# Big Jim Bow Quiver problem?



## Jeff Roark (Oct 26, 2011)

Hey fellas, 

has anyone here been using the Big Jim Bow Quiver? If so, do you have problems keeping your arrows up in the hood? Its like every time I turn around my arrows are backing out of it and I am having to push them back up in it. I replaced the foam in the hood and it hasn't seemed to help. I even tried putting some string wax on my broadheads hoping they would stay put a little better but no luck.

I just got the quiver last year so surely the bottom part should still be good.

Any tips on keeping arrows put with this quiver?


----------



## hogdgz (Oct 26, 2011)

Contact Big Jim, I know he can help u.
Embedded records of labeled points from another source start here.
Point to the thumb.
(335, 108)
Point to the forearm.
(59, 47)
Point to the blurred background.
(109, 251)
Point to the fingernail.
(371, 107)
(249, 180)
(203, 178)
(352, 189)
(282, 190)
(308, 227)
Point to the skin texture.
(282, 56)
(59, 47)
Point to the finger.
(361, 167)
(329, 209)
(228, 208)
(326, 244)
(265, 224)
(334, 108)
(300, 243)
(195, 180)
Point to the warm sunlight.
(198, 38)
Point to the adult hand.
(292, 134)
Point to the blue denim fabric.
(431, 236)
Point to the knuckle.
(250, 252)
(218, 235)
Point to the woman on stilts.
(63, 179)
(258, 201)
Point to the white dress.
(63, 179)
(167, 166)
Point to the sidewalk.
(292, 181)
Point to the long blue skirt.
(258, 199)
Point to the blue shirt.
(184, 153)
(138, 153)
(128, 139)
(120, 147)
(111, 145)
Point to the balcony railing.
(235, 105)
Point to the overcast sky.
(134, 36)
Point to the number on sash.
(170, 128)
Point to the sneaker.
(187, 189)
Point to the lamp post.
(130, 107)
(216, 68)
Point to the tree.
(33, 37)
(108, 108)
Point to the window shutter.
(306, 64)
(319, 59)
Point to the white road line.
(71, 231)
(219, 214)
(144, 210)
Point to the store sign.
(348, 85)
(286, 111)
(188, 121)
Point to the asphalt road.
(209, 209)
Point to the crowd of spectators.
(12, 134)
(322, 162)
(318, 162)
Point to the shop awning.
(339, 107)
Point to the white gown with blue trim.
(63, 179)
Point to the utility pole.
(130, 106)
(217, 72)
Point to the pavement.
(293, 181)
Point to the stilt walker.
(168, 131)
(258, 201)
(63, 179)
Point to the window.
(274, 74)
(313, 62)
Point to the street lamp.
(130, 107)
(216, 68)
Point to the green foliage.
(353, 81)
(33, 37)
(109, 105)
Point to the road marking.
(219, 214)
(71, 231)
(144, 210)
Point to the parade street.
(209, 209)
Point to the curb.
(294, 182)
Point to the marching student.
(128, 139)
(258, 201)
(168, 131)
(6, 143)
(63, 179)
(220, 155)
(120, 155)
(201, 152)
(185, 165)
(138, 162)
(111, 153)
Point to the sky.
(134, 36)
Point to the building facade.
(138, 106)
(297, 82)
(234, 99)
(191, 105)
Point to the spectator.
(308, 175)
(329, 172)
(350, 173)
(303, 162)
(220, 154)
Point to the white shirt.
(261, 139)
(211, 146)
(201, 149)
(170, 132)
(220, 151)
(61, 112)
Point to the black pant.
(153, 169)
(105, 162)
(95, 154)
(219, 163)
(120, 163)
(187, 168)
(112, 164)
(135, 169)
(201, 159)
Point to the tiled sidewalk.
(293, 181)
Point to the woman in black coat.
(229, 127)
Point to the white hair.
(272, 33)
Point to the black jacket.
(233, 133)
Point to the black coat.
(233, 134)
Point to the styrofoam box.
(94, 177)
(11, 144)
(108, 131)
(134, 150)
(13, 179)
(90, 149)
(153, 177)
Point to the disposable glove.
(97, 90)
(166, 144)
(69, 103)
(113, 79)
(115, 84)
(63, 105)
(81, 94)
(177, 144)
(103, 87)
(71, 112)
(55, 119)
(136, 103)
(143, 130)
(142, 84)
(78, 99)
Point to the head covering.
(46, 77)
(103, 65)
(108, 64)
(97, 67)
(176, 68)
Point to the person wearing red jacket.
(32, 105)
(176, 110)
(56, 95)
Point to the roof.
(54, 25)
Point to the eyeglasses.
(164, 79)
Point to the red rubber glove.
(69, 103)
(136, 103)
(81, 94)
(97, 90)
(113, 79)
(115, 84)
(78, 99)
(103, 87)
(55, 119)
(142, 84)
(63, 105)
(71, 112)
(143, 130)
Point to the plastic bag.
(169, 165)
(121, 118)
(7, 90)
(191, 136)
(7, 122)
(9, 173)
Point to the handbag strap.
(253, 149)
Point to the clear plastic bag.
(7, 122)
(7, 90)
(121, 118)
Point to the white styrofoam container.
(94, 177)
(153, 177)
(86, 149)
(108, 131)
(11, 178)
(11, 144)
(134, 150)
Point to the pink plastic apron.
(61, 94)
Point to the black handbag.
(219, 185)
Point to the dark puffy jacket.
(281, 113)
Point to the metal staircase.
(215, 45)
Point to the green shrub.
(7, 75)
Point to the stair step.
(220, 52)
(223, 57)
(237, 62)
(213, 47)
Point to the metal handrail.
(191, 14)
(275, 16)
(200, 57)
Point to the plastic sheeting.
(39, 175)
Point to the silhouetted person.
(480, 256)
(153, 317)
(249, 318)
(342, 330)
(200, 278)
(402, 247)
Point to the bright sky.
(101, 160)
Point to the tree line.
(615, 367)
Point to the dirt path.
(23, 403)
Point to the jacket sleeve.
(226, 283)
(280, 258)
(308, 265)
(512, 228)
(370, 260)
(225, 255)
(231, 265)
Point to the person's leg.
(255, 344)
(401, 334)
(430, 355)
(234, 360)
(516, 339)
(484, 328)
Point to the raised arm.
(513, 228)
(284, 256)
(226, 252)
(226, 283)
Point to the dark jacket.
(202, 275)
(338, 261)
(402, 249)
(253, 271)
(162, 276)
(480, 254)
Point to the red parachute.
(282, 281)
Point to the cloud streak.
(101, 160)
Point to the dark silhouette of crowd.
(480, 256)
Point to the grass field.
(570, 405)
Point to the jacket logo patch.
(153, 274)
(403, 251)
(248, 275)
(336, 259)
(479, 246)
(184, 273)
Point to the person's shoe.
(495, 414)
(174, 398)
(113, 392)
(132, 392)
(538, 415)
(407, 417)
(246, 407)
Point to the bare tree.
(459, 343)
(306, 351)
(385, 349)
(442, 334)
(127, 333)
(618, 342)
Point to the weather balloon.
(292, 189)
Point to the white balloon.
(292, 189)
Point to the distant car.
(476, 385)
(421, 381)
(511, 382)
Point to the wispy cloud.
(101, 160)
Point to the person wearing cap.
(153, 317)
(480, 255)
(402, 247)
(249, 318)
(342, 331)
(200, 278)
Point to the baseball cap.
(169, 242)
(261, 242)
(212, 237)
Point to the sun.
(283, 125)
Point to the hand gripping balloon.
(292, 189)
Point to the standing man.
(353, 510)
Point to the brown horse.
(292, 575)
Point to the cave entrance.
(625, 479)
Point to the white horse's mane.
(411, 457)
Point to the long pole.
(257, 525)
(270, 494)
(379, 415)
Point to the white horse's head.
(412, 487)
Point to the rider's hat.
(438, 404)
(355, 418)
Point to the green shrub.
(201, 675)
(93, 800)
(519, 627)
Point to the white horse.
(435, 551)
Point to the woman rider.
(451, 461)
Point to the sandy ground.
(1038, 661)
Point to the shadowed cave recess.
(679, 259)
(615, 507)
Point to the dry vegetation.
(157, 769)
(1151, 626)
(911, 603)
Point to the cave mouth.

I do know he will be headed to Illinois on friday to go hunting.


----------



## Jeff Roark (Oct 27, 2011)

I will, but I figured it may be me or something. I know I am not the sharpest tool around and was simply missing something here even though its just a quiver.


----------



## RogerB (Oct 27, 2011)

If I shoot (practice) with my Big Jim quiver on, I also have to push my arrows up every few shots, but I have never found a quiver that I didn't have to. They don't back out carrying them in the woods and for one shot (hunting) it seems to hold as well as any.


----------



## ky_longbow (Oct 27, 2011)

ive got 2 bigjim quivers, and honestly have no problems with 3 blade or 2 blade heads.......


----------



## broadhead (Oct 27, 2011)

I found that by angling the rubber piece that holds the shafts in an upward position it helps hold the broadheads in the cover better.


----------



## ErickS (Oct 27, 2011)

I have had a Big Jim quiver for a year now and have not had any issues. The only time I have an arrow move is when I use a small game tip that does not cut into the foam. Then I just angle the bottom like Broadhead mentioned.


----------



## markland (Oct 27, 2011)

Are there smaller arrow shaft grippers available for the quiver, that might help or wrap rubber bands around the arrow gripper slots and that may hold your arrow shafts tighter.


----------



## ALwoodsman (Oct 28, 2011)

I have also noticed this but it is when I am doing alot of shooting with the quiver on the bow.  When I am hunting it seems to do fine.


----------



## longbowdave1 (Oct 28, 2011)

I have two Big Jim quivers and they work well. Try sliding the two pcs of the quivers closer to the center of the bow where the limbs are thicker. If your quiver is clamped to the "working " parts of the limbs, it twists the two pcs. of the quiver with each shot of the bow, loosening the arrows.


----------



## BigJim Bow (Nov 6, 2011)

Longbowdave hit it on the head (well probably anyway). If you don't insert the heads deep enough into the foam, it may also back out a little. I do have grippers for small shafts also.
they should not back out. I never take mine off unless I'm breaking it down and "almost" never have them back out. I don't take the arrows out of the quiver when I take it off either. 
If you call me, I can help you try to figure out the issue.
thanks, bigjim


----------



## devolve (Nov 6, 2011)

I use axis size shafts in my BJ quiver. They are loose but I angle the gripper and have no problems.


----------



## markland (Nov 7, 2011)

If your back Jim we are waiting on a update of your hunt???


----------



## devolve (Nov 7, 2011)

markland said:


> If your back Jim we are waiting on a update of your hunt???



its a good one!

http://forum.gon.com/showthread.php?t=654433


----------



## markland (Nov 7, 2011)

Yep figured there was a thread somewhere, I just responded to me e-mail notice on this thread will be checkin it out on the forum later.  Thanks


----------